With a passion. I have lived through severe ovarian pain due to cysts, Chronic fatigue, Legionnaires diease, Heart failure, dilated cardiomyopathy, multiple arrythmias... but the one thing that gets me everytime is the common cold. I HATE them with a vengence. To the point that if one of my sweet adorable but completely boggied up baby boys try to kiss me I try and distract them. I hate colds. I hate boogers.
None of this is helped by the fact that my post-heart condition colds are longer lasting and much more likely to result in chest infections. Tonight I am so achy, blocked up and have a sore throat, I want cuddles and a sleeping tablet that'll work until this cold is gone. I want my Mum to move in and make me endless apple crumble until my throat stops hurting. I'm being a total baby and I don't care.
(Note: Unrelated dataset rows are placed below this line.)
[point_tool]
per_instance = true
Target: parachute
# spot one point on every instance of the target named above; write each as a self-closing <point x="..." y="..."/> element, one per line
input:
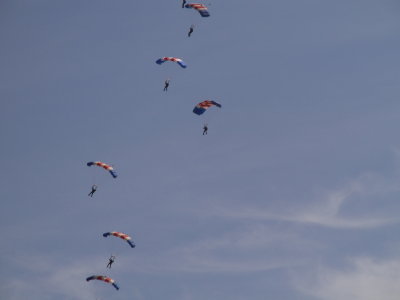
<point x="201" y="8"/>
<point x="104" y="166"/>
<point x="174" y="59"/>
<point x="103" y="278"/>
<point x="201" y="107"/>
<point x="122" y="236"/>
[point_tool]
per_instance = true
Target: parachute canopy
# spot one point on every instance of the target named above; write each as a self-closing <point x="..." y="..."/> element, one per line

For some reason I never feel this way about my chronic illnesses. I never feel the need to complain or be looked after in the way I desire when I have a cold. In my imagination heart failure totally trumps head cold, but in reality I can much better deal with the former that the latter. I've had friends or acquitances tell me how horrible they feel due to a cold or flu then quickly add that I must have it so much worse and what they have is nothing in comparison. People, if I have a funny look on my face it's because I don't want to catch whatever it is you have! Colds are my enemy.
In other news, I am now a fully licenced driver! The dreaded full licence test is over. Thank goodness.
Edited to add: Just wanted to clarify that I don't mind seeing people when they are ill (have been worrying about that one all night!). More exactly when someone believes I would see a cold or flu as 'nothing much' it couldn't be further than the truth! They are my kryptonite, and if you currently have a cold or flu I feel your pain... Plus I'm on a lot of heavy duty pain meds so if I still don't make sense I blame the drugs.